The real interest in this one is that viewers are shown flashbacks as told by Brett and Anderson, which later turn out to be things that didn't actually happen... in effect, presenting the audience with a visual depiction of the "unreliable narrator". However, such narrative tricks (and even an unintentionally hilarious Hulk fight with dummy Dobermans) can't disguise the fact that this is the blandest and flattest of the series, lit and shot without real dramatic intent.
Any new series will take time to find its own identity, and if there's one thing that the first season of The Incredible Hulk is guilty of, it's taking its inspiration from other sources and using standard tropes. This tale of a boxer called Rocky – just fifteen months after the film aired in cinemas – features all the standard clichés of the sport: the heart-of-gold but not that bright boxer and the crooked managers that want to exploit him. Their plan to give him a fight at a days' notice seems unlikely, but then realistic plot mechanics probably mean little to heroin traffickers.
Bixby's understated, new man persona is a bad fit with Martin Kove's likeable but larger-than-life performance as the boxer, and in all this seems a little too "safe" an episode for a series that should be exploring its own nature. Banner of course gets too close to the truth, and is conveniently suspended in a cage above the boxing ring as the rigged fight commences. What happens next? It's all pretty predictable...
The season finale, and the first of eight episodes to be directed by Reza Badiyi. Featuring Banner as a bartender caught between various union men, and a boss with romantic overtures, it's one of the broadest and most comedic of the season.
Executive Producer Kenneth Johnson had no real interest in superheroes, and took on the project from the head of Universal Television simply as a favour so he could get other projects made. Envisioning the series as a "Greek tragedy", it was high on realism and low on the colour melodrama of the comic strip, with only one story of the original run (season four's The First) featuring another super-powered character.

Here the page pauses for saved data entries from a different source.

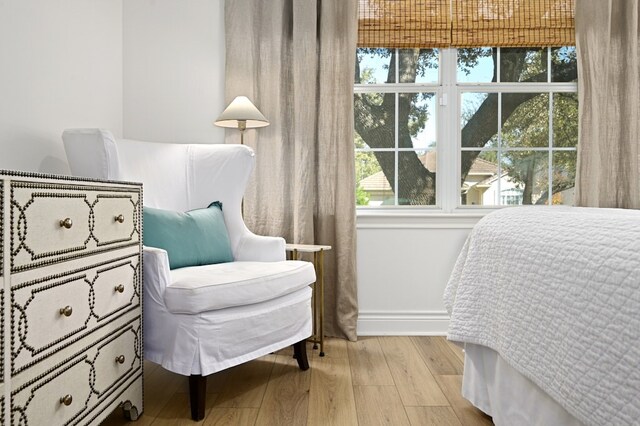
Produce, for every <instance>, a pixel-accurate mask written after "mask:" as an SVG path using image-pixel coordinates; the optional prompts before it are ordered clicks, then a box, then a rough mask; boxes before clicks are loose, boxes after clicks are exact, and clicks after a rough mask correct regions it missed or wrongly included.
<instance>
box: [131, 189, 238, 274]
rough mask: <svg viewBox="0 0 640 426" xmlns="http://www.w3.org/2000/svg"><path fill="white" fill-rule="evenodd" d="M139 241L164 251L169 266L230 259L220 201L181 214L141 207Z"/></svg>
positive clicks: (224, 226) (187, 265) (172, 211)
mask: <svg viewBox="0 0 640 426" xmlns="http://www.w3.org/2000/svg"><path fill="white" fill-rule="evenodd" d="M143 223H144V232H143V243H144V245H145V246H150V247H157V248H161V249H164V250H166V251H167V254H168V256H169V268H171V269H176V268H183V267H185V266H200V265H210V264H215V263H224V262H231V261H233V254H232V252H231V243H230V242H229V234H228V233H227V228H226V226H225V224H224V217H223V215H222V204H220V202H218V201H216V202H213V203H211V204H210V205H209V207H208V208H206V209H197V210H191V211H188V212H185V213H182V212H174V211H170V210H162V209H154V208H152V207H145V208H144V222H143Z"/></svg>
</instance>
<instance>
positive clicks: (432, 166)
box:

Sadly, no one outside of Bixby and Sheila Larken appear to be taking it very seriously, and the fundamental ludicrousness of the situation is played up for laughs, veering towards spoof. The romance subplot is carried off better than in a lot of episodes, though the most notable element is the clearly visible slippers that Ferrigno wears for his final run on the docks.

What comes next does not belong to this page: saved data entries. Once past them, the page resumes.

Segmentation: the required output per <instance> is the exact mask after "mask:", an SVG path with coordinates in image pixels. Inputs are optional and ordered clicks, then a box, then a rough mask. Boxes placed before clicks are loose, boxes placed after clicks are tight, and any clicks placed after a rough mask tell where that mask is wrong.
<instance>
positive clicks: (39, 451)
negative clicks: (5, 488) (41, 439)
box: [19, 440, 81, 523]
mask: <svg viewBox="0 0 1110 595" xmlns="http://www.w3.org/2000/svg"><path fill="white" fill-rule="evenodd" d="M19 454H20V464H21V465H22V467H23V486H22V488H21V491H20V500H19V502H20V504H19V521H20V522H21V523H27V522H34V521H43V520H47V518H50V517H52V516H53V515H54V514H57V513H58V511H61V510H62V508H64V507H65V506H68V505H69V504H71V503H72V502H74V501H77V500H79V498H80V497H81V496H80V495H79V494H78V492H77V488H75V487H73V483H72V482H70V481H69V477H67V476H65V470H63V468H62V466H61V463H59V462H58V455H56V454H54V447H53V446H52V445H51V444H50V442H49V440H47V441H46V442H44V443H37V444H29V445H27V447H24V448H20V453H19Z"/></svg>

The Incredible Hulk was made up of 50 minute episodes, yet it began with two feature-length pilots. This 91m follow-up sees the higher quality of the initial pilot discarded, as we become more acquainted with the bad dubbing and flat lighting/direction that is sadly a frequent feature of the programme. Although the episodes here aren't awful, they do tend to feature similar plots and somewhat sub-standard production values, only the immense charm and likeability of Bill Bixby keeping some of them afloat.

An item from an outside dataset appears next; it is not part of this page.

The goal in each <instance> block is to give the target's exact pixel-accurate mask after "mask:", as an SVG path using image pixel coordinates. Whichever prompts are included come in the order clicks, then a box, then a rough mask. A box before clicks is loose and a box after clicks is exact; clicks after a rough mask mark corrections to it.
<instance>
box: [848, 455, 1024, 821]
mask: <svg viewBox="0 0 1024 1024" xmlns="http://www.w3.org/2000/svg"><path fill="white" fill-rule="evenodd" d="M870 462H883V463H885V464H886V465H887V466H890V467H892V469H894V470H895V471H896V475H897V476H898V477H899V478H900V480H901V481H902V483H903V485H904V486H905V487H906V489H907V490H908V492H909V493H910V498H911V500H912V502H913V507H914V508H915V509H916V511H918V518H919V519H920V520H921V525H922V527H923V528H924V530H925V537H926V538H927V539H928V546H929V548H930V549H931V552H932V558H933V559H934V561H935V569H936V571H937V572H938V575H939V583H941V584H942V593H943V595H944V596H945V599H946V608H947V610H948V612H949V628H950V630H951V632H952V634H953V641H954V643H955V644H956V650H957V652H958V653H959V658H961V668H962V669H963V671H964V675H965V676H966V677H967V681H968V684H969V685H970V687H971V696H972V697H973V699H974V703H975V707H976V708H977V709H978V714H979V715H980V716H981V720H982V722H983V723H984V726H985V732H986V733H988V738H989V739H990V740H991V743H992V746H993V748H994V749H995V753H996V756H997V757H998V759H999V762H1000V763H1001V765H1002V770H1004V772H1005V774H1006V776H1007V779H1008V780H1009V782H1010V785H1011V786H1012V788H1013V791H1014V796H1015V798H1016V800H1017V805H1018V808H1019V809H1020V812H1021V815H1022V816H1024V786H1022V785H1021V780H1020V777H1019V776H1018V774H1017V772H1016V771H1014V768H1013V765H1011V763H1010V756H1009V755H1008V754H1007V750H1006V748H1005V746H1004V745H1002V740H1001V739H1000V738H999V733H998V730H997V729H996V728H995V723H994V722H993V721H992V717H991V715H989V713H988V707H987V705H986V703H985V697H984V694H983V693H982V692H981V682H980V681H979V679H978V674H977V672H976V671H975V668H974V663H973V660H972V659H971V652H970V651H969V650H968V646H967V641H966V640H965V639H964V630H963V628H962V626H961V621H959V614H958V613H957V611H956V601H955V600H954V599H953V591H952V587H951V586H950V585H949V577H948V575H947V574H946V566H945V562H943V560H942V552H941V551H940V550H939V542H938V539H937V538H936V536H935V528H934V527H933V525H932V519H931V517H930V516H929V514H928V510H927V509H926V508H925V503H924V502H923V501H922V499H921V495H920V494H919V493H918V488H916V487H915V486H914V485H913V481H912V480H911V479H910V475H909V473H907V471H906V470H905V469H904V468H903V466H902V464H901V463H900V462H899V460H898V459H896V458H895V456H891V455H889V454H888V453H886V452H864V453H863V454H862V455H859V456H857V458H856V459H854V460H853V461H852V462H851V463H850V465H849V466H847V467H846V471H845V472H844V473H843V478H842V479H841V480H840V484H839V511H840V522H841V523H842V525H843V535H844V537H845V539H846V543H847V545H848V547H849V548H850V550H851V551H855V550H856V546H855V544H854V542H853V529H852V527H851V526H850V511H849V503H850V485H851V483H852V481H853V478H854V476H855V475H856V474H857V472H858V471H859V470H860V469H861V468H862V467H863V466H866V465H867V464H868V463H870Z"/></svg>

That charm is stretched here, as Banner selfishly checks into a centre for cancer research to attempt to cure himself of the Hulk, seemingly uncaring that he could turn into the monster and wreck the place for other people undergoing treatment. Undoubted lowlight of the episode is the Hulk's fight with a bear, as pictured above. The docile creature gets a green face throughout the "fight" as Ferrigno's body paint starts to wash off in the water, before jump cutting, Benny Hill style, to a fake bear that's hurled through the air. It's hysterical viewing, but it's not one for the series' highlight reel.